Yalçın Akdoğan için “Cumhurbaşkanı Erdoğan ve Başbakan Davutoğlu’ndan sonra 3. isim” demek yanlış olmaz sanırım. Uzun yıllar Erdoğan’ın sağ kolu olarak görev yaptı. Erdoğan Cumhurbaşkanı olduktan sonra da partide ona en yakın isimlerden biri olarak anılmaya devam etti. Başbakan Yardımcısı olarak katıldığı yeni kabinede, çözüm sürecini yöneten ekibin başına geçti. Siyasi gündemin merkezindeki sert açıklamaları ve ciddi ifadesiyle görmeye alışık olduğumuz Akdoğan’ın kişisel serüvenine yabancıyız aslında. Siyasete atılmadan önce nasıl bir hayatı vardı? Erdoğan’la yolları nerede kesişti? Özel hayatında nasıl biridir? Ankara’da uzun bir öğleden sonraya yayılan röportajımızın bugünkü bölümünde, Yalçın Akdoğan’ın hayat hikâyesini okuyacaksınız. Yarınki bölümde ise siyaset gündemi var.

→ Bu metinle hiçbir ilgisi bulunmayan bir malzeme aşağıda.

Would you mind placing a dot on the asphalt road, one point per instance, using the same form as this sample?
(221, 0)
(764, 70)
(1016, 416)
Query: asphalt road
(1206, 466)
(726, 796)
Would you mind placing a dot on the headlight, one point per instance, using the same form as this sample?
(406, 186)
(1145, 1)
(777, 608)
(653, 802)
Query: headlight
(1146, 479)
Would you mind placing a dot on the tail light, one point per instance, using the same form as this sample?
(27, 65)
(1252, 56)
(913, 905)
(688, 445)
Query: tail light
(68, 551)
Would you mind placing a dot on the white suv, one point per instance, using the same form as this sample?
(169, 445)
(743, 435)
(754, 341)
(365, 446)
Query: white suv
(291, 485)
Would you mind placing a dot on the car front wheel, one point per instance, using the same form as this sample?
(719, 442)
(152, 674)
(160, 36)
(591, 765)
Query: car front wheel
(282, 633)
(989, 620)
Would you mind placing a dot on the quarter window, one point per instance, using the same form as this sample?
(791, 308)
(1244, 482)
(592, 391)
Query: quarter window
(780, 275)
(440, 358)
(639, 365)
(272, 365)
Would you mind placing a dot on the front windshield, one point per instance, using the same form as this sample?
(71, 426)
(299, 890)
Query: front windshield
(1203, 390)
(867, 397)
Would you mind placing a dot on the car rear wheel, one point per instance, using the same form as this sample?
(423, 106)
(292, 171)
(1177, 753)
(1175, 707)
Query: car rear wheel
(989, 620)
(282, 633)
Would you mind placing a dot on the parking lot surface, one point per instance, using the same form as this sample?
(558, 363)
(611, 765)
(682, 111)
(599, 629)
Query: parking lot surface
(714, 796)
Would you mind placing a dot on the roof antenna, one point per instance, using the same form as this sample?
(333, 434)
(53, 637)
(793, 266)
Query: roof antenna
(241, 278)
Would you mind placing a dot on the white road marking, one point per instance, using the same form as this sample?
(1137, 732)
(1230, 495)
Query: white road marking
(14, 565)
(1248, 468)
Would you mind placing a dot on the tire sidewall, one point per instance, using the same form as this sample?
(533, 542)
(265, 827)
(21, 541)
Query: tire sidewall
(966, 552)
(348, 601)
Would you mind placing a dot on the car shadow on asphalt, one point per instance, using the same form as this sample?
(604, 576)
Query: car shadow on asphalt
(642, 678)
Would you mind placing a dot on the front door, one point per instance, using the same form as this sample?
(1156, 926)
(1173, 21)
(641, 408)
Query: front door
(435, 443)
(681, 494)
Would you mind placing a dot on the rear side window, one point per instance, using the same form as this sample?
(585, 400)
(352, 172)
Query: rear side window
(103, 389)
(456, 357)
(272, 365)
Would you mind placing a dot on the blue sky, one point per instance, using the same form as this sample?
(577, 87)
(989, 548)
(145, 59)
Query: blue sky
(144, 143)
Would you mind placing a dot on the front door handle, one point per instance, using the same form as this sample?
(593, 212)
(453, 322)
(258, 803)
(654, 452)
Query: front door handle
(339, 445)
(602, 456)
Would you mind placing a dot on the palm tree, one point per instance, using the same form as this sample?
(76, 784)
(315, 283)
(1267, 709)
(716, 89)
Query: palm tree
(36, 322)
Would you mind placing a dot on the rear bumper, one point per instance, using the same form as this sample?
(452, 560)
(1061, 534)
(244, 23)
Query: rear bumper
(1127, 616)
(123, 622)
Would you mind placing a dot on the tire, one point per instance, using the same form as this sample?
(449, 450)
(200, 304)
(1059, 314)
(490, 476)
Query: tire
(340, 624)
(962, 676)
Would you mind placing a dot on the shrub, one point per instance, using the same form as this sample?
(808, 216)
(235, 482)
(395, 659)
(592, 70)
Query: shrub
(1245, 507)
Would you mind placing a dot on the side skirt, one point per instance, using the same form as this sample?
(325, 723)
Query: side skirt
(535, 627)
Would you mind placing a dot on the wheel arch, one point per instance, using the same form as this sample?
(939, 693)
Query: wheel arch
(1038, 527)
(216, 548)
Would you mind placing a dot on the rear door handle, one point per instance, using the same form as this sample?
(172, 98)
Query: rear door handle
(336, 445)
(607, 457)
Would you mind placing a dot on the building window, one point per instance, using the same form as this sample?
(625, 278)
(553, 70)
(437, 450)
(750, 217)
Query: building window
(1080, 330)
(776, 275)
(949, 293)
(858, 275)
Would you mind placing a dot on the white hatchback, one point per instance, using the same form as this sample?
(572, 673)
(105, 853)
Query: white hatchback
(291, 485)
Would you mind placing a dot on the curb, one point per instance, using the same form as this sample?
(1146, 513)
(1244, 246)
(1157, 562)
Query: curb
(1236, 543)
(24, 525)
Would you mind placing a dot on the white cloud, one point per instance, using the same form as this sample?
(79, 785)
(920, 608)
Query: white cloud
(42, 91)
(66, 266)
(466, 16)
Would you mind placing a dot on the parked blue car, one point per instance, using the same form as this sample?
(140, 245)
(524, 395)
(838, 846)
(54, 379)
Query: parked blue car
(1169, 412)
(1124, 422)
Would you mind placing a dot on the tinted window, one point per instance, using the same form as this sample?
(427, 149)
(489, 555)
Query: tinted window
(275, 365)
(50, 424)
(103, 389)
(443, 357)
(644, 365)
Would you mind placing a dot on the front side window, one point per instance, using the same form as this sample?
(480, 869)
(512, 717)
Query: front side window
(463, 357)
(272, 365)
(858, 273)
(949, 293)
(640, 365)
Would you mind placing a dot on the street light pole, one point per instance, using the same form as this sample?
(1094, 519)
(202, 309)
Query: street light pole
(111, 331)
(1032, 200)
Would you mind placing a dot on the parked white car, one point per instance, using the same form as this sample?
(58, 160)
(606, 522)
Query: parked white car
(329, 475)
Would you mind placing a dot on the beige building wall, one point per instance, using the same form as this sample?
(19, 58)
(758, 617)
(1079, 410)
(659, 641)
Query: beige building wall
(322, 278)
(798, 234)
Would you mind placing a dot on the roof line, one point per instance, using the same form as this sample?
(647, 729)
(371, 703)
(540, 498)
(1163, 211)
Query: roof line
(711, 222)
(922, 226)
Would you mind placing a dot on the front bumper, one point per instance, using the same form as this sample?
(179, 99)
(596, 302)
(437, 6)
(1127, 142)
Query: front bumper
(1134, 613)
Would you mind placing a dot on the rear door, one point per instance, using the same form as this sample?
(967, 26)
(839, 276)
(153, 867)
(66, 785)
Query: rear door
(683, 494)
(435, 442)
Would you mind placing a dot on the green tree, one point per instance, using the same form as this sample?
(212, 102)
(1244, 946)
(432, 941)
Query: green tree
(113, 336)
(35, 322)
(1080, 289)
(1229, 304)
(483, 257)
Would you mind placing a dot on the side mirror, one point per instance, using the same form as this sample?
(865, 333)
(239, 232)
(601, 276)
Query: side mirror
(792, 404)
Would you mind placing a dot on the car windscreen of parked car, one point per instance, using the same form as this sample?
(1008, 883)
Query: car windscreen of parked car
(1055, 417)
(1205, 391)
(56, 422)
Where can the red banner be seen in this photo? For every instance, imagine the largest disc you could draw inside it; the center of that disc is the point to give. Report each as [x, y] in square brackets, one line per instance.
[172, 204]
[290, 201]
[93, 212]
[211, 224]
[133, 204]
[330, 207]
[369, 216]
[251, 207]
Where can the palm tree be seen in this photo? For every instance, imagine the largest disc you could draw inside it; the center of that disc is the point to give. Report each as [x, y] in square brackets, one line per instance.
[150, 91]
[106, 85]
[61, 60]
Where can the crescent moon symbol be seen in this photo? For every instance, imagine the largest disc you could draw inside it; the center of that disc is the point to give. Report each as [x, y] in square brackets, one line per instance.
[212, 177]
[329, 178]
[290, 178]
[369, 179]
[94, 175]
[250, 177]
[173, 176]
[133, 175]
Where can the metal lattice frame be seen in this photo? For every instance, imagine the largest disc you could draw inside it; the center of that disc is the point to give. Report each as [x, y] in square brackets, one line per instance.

‘BABAM CHP’LİYDİ KARDEŞİME BÜLENT ECEVİT’İN ADINI KOYDU’
Çocukluk ortamınız nasıldı?
Pendik’te büyüdüm. İstanbul’un taşrasında teyzemler ve dayımlarla aynı apartmanda yaşıyorduk. Mahalle ilkokulunda ve Kartal Ticaret Lisesi’nde okudum. 3 kardeşiz. Ablam belediyeden emekli, kardeşim de belediyede çalışıyor.
Babanız sol kökenliymiş...
İdeolojik anlamda katı bir solcu değildi, geleneksel solcuydu. Trabzonlu’yuz. Karadeniz’in solculuğu, toplumsal değerlerle iç içe geçmiş bir solculuktur.
Ulusalcı damarı var mıydı?
Evet, ulusalcıydı denilebilir.
Kime oy verirdi?
CHP çizgisinden giden partilere. Kardeşimin adı Bülent’tir. 1974’te Kıbrıs Barış Harekatı’nın olduğu yıl doğduğu için Bülent Ecevit’ten geliyor ismi. Aristokrat, zengin, burjuva bir aileden gelmiyorum. İstanbul taşrasında yaşayan, gariban bir aile... 80 darbesinde ailede bazı dönüşümler oldu. Babam muhtardı ve darbeyle birlikte görevden alındı. Bu bir kırılma noktasıydı. 82 Anayasası’na da referandumda “Hayır” oyu veren azınlığın içindeydi.
Nasıl oldu da siz farklı bir yol seçtiniz?
Dedem muhafazakârdı. Benim muhafazakârlığımda onun etkisi oldu.
Babanız bu durumu nasıl karşıladı?
Beni engellemedi. Özgürlükçü bir tarafı vardı. Belki de onun yapamadıklarını yaptığım için hoşuna da gidiyordu.